Business Law & Compliance
Legal advice for selling online to Europe
7 min read
10 September 2013
Compliance with consumer protection laws is essential to building up trust in online retailing – and trust means more visitors, fewer abandoned baskets and greater revenues.
Yet consumer protection laws are different throughout Europe. They also seem to be constantly updated making it tricky for e-retailers to keep up.
So, if you’re a small business wanting to sell online and distribute across the EU, and who wouldn’t – the market is worth €36bn this year – what rules and regulations do you need to adhere to?
Below are a few simple things to be aware of. They could help ensure you don’t receive letters from the Office of Fair Trading and stay on the right side of both UK and EU regulations.
Cross-border laws and cooling off periods
Cross border selling is very much a case of the customer getting the best of all worlds. The law of each member state is based on European directives. For example, the Distance Selling Regulations is a set of laws in the UK created to govern distance selling, but while legal regulations in EU countries are similar, there are differences that retailers need to be mindful of.
If nothing is agreed prior to a purchase, the regulation that governs the sale is the law applicable in the country where the consumer is resident. For example, if your website was based in Birmingham, England, and sold something to someone in Germany, the sale and consumer regulation will be covered by German law.
This is important in terms of consumers’ rights to cancel. All EU retailers need to offer this right, however, and the cooling off period (the time the customer has to cancel the sale) differs from country to country. So, the German consumer’s cooling off period will be 14 days, which is the German legal minimum, rather than seven working days, which is the cooling off period in the UK.
Even if a retailer sets out different laws that will govern the contract (for example, puts a shorter cooling off period in the ‘terms and conditions’) a consumer cannot be deprived local legal protection in his own country. Therefore, the laws of the country where the consumer is resident will apply to the transaction if the law of the supplier’s country is less favourable.
Conversely, if the retailer’s country has more favourable laws, the consumer can choose to be covered by those instead. If you’re in the UK and buy from a German website, you could in theory insist on a 14 day cooling off period if nothing else has been agreed on.

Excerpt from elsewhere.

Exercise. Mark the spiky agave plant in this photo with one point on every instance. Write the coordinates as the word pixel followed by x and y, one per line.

It’s also worth noting that the right to cancel cannot be restricted by onerous clauses. This means that if a consumer wants to return goods, he is entitled to a full refund. Many retailers include clauses that exclude the cost of sending the goods to the customer from the refund. But this is not permissible.
In the UK and most European countries, only the direct cost of returning the goods to the retailer may be imposed on the consumer. There are even countries like Germany where the consumer has to bear the cost of returning the item only up to a return amount of 40 EUR or like Finland where retailers cannot impose any cost of returning goods on the consumer. Similarly, no standard deduction or surcharges for exercising the right to cancel may be imposed on the consumer.
Another important aspect for e-retailers is data protection. Retailers can use customer data for any purpose related to processing the order but if they want to forward customer data to third parties they need to get the customer’s consent. This applies if you want to share customer data with your partners so that they can send a newsletter to your clients.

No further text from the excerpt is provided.